Eu que tenho sido cómico às criadas de hotel,
Eu, que tenho sentido o piscar de olhos dos moços de fretes,
Eu, que tenho feito vergonhas financeiras, pedido emprestado sem pagar,
Eu, que, quando a hora do soco surgiu, me tenha agachado,
Para fora da possibilidade do soco;
Eu, que tenho sofrido a angústia das pequenas coisas ridículas,
Eu verifico que não tenho par nisto tudo neste mundo.

Toda a gente que eu conheço e que fala comigo
Nunca teve um acto ridículo, nunca sofreu enxovalho,
Nunca foi senão príncipe . todos eles príncipes na vida...

Quem me dera ouvir de alguém a voz humana
Que confessasse não um pecado, mas uma infâmia;
Que, contasse, não uma violência, mas uma cobardia!
Não, são todos o Ideal, se os oiço e me falam.
Quem há neste largo mundo que me confesse que uma vez foi vil?

Ò príncipes, meus irmãos,
Arre estou farto de semideuses!
Onde é que há gente no mundo?

Então sou só eu que é vil e erróneo nesta terra?

Poderão as mulheres não os terem amado,
Podem ter sido traídos . mas ridículos nunca!
E eu, que tenho sido ridículo sem ter sido traído,
Como posso eu falar com os meus superiores sem titubear?
Eu, que tenho sido vil, literalmente vil,
Vil no sentido mesquinho e infame da vileza.

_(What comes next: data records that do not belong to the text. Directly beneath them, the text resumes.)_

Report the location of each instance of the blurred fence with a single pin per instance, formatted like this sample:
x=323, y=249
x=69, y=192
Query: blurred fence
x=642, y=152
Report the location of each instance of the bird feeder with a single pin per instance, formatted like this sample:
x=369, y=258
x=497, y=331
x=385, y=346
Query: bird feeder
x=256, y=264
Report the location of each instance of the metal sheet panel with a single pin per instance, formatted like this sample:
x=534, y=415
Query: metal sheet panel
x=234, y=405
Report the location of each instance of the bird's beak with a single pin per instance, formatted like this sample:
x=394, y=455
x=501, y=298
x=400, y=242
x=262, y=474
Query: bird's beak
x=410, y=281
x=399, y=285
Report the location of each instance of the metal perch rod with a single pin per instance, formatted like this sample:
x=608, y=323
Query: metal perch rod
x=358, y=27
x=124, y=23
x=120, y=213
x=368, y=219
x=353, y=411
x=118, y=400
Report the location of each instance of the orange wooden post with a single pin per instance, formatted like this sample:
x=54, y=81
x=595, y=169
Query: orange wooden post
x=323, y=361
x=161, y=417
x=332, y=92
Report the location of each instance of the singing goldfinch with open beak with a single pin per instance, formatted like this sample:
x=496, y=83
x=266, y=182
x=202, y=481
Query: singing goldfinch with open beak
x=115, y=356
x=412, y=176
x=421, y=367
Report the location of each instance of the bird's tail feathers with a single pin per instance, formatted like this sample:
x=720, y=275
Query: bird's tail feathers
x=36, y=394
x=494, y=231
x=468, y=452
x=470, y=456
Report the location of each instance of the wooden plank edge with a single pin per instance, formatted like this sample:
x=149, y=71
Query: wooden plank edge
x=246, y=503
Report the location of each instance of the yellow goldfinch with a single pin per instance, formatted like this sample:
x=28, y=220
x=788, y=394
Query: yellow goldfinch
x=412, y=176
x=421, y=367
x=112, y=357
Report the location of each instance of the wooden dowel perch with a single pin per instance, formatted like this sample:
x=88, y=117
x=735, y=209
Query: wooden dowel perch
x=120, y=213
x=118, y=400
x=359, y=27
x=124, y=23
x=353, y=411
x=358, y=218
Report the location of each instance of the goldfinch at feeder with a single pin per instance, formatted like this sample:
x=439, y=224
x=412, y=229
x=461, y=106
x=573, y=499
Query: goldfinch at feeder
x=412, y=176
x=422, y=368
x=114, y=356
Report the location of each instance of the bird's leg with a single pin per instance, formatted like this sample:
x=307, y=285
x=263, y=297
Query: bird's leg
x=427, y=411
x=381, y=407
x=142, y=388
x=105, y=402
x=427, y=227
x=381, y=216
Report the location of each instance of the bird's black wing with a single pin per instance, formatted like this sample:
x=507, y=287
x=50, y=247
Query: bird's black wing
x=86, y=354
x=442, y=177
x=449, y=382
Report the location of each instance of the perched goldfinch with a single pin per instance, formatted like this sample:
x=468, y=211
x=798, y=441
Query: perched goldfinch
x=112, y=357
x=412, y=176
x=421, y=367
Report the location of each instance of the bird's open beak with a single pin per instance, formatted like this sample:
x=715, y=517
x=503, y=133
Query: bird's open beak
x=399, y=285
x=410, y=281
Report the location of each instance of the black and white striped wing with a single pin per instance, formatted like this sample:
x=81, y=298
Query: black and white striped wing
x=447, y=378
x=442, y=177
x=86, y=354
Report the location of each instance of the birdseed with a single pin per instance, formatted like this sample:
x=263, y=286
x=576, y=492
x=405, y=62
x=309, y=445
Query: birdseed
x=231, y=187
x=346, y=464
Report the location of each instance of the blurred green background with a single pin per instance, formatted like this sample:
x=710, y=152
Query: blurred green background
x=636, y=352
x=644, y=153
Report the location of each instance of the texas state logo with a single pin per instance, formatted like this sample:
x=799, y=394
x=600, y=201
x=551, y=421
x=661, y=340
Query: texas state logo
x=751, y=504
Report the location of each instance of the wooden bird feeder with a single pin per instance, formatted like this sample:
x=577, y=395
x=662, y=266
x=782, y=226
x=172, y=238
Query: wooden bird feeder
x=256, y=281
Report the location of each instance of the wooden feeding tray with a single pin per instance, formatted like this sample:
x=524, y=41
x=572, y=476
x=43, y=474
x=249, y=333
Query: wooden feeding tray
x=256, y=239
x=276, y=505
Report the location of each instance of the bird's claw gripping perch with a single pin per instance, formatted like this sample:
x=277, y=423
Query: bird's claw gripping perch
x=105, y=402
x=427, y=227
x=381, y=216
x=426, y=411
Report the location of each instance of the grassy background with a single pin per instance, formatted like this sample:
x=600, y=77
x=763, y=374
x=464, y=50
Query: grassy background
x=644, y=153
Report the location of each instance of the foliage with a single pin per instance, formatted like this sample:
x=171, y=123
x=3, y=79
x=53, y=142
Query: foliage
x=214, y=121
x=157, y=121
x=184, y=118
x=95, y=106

Álvaro de Campos, Poema em Linha Recta

7 comentários:

  1. "Nem se sabe se o que acaba do dia é conosco que finda em mágoa inútil, ou se o que somos é falso entre penumbras, e não há mais que o grande silêncio sem patos bravos que cai sobre os lagos onde os juncos erguem a sua hirteza que desfalece."

    "Outros se debruçarão da mesma janela que os outros; dormem os que se esqueceram da má sombra, saudosos do sol que não tinham; e eu mesmo, que ouso sem gestos, acabarei sem remorsos, entre juncos ensopados, enlameado do rio próximo e do cansaço frouxo, sob grandes outonos de tarde, em confins impossíveis. E através de tudo, como um silvo de angústia nua, sentirei a minha alma por detrás do devaneio — UIVO fundo e puro, inútil no escuro do mundo."

    Composto por Bernardo Soares, ajudante de guarda-livros na cidade de Lisboa.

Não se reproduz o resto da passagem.